Unveiling a 6 per cent slide in net profit to $95.2 million for the year to July 27, Mr Zahra updated the market on his plan to transform the 175-year-old chain into a leading online player, creating a seamless omni-channel platform linking physical stores to the online site.
In fact, David Jones' bricks-and-mortar stores look likely to provide a sizeable earnings kick in coming years, with Mr Zahra also revealing the chain would seek to exploit the "air rights" above its Market Street store in Sydney, to develop apartments or a hotel.
Mr Zahra was tight-lipped on the opportunities being explored but said the property cycle was starting to turn, with the fact David Jones owned its flagship stores meaning a lucrative property deal could be on the cards.

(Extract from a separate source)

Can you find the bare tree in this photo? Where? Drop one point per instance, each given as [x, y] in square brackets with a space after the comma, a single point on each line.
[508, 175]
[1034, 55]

Reporting the chain's full-year results - which saw underlying profit rise 0.5 per cent to $101.6 million once the impact of a $9.1 million charge relating to its deal with Dick Smith to hive off its electronics category was stripped out - Mr Zahra said there had been an upturn in performance since the change of government this month "but it is early days". He said a sustained shift in consumer sentiment would likely only occur once the new government had fully announced and implemented its policy agenda.
"We have said that fiscal 2014 will continue to remain challenging - I think until the government annunciate their policies there is still a level of uncertainty - and we expect fiscal 2015 to obviously be a better year based on what we know to date," he said.
Investors were upbeat after David Jones' result, with shares gaining almost 5 per cent to $2.99.
The cost of doing business to sales rose 110 basis points to 32.9 per cent during the year, with the jump explained by a rise in wages, provisions for short-term executive incentives and customer service investments.
Deutsche Bank retail analyst Michael Simotas said David Jones' underlying profit was about 4 per cent above expectations.
"Costs were slightly below our expectations but a key disappointment for us was the much-weaker-than-expected gross margin expansion," he said.
"Second-half gross margins only grew by 45 basis points, which was notwithstanding a very easy base comparison [down 140 basis points in the second half of 2012].
"We wouldn't be surprised if this drives downgrades to consensus earnings in fiscal 2014."
David Jones declared a final dividend of 7¢ a share fully franked, taking the payout for fiscal 2013 to 17¢ a share fully franked.